As we were to find out, this was quite wrong.
We started out our trip with, what is called Norway’s most scenic route: From Oslo to Myrdal, then taking the Flamabana and finishing of with the Ferry down the Naeroyfjord to Gudvangen.
When we first recognised the snow plow on the front of the train in Oslo, it dawned on us, that this trip might not be what we were expecting. The amount of people boarding the train with skis was another give away.
Sure enough within an hour, we had reached a high plateau and the snow was whizzing past our window as the snow plow pushed it from the rails.
The Hardangervidda, the high plateau in central Norway, is still very beautiful under snow but we had been hoping for green rather than white countryside. The Kjosfossen, a big waterfall on the way down to Flam, was still partially frozen, which has a lot of charme too.
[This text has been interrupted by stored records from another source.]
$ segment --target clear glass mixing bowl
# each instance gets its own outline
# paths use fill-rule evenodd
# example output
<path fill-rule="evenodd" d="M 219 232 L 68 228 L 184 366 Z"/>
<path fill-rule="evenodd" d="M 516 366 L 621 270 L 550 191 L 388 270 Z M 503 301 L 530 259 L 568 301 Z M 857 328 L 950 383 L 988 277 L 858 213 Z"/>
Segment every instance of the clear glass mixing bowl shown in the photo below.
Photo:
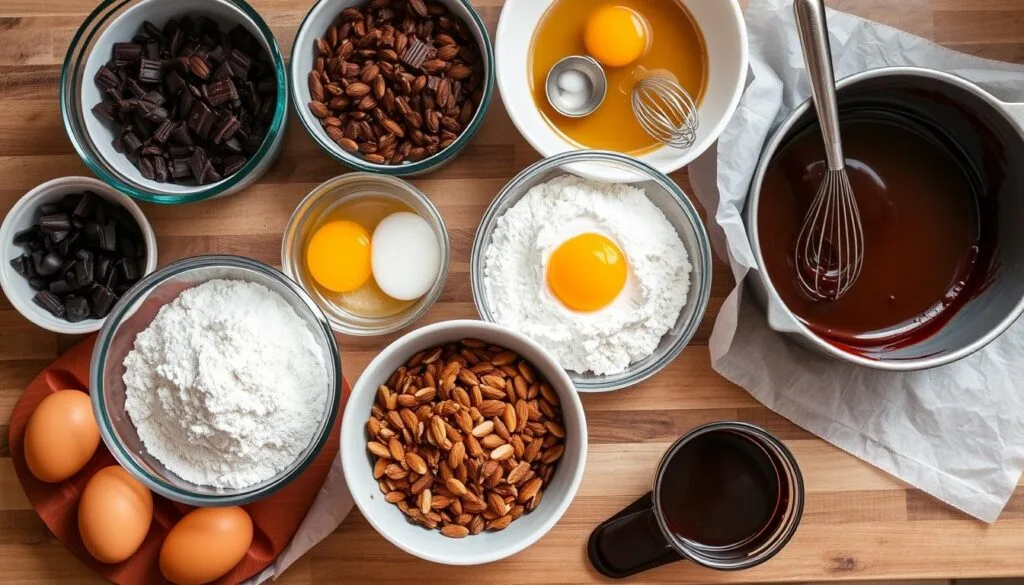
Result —
<path fill-rule="evenodd" d="M 262 284 L 280 294 L 306 323 L 327 364 L 327 405 L 310 444 L 276 476 L 240 489 L 189 483 L 150 455 L 125 411 L 124 358 L 157 311 L 182 291 L 218 278 Z M 238 256 L 198 256 L 143 278 L 114 306 L 96 339 L 90 367 L 92 407 L 103 443 L 135 479 L 154 492 L 192 506 L 229 506 L 263 499 L 298 477 L 327 442 L 341 399 L 341 361 L 327 318 L 309 295 L 277 270 Z"/>
<path fill-rule="evenodd" d="M 274 116 L 255 154 L 235 174 L 210 185 L 177 185 L 145 179 L 127 157 L 114 152 L 113 126 L 101 122 L 92 107 L 101 101 L 93 78 L 110 58 L 115 42 L 125 42 L 143 21 L 162 27 L 171 18 L 204 15 L 224 30 L 246 28 L 270 55 L 277 82 Z M 104 183 L 140 201 L 193 203 L 236 193 L 259 179 L 284 147 L 288 121 L 288 75 L 284 56 L 263 18 L 245 0 L 104 0 L 85 19 L 71 40 L 60 75 L 60 111 L 64 129 L 82 161 Z"/>
<path fill-rule="evenodd" d="M 546 183 L 565 174 L 577 174 L 580 167 L 608 167 L 628 176 L 643 177 L 632 184 L 643 189 L 651 200 L 668 218 L 676 229 L 686 251 L 690 255 L 693 271 L 690 273 L 690 290 L 686 305 L 679 313 L 675 325 L 661 338 L 654 353 L 643 360 L 630 364 L 623 372 L 598 376 L 593 372 L 569 372 L 576 388 L 582 392 L 606 392 L 632 386 L 660 372 L 672 362 L 690 342 L 697 331 L 704 311 L 711 297 L 711 244 L 704 230 L 697 209 L 678 185 L 657 169 L 634 158 L 598 150 L 579 150 L 546 158 L 520 172 L 501 190 L 484 212 L 470 256 L 470 279 L 473 284 L 473 302 L 485 321 L 496 322 L 484 292 L 484 254 L 491 243 L 491 236 L 498 224 L 498 218 L 519 202 L 533 187 Z"/>

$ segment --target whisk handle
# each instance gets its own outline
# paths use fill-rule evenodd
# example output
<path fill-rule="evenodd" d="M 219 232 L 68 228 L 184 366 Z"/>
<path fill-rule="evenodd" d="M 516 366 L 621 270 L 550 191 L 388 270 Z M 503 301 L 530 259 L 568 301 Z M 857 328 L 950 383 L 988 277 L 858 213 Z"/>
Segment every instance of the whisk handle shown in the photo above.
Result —
<path fill-rule="evenodd" d="M 832 49 L 828 42 L 828 23 L 822 0 L 794 0 L 800 44 L 804 63 L 811 77 L 811 97 L 818 111 L 825 156 L 831 170 L 844 166 L 843 146 L 839 137 L 839 107 L 836 105 L 836 77 L 832 70 Z"/>

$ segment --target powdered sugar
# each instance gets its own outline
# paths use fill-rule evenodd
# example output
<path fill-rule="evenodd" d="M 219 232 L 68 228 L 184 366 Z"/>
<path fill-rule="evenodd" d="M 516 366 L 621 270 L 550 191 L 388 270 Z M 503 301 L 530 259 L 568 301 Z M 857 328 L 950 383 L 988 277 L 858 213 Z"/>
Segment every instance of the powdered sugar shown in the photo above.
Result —
<path fill-rule="evenodd" d="M 548 258 L 582 232 L 612 239 L 628 259 L 626 288 L 591 313 L 550 292 Z M 563 367 L 615 374 L 651 355 L 686 304 L 689 258 L 642 189 L 572 175 L 532 189 L 502 217 L 485 252 L 484 294 L 495 320 L 533 338 Z"/>
<path fill-rule="evenodd" d="M 322 351 L 279 294 L 235 280 L 181 293 L 135 338 L 125 409 L 182 479 L 241 488 L 309 445 L 327 402 Z"/>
Once we reached the valley of the Naeroy fjord, the snow was gone, thankfully. However, the cold had stayed and there was no sign of spring just yet; some trees were showing a tentatitve green at the tips of their branches, but overall winter was still in control. This also describes our first night in our tent.. It was freezing cold and even though we’d dressed in every layer we could find, we could still feel the cold seeping in.
The next morning, the sun came out to greet us. However it was noon by the time the sun light finally reached the bottom of the steep and narrow Naeroyfjord and our tent. In glazing sun light we continued on, out of the Naeroy fjord and back up onto the Hardangervidda in our very own private bus.. clearly tourist season hasn’t started yet.
Up on the plain in the sun light the colors of the river and lakes varied from a dark black to a marvellous light turquoise and the pine trees added spots of green amidst the white of the snow and the grey of the solid rocks. So much can change if there’s just a tinsy bit of sun light available.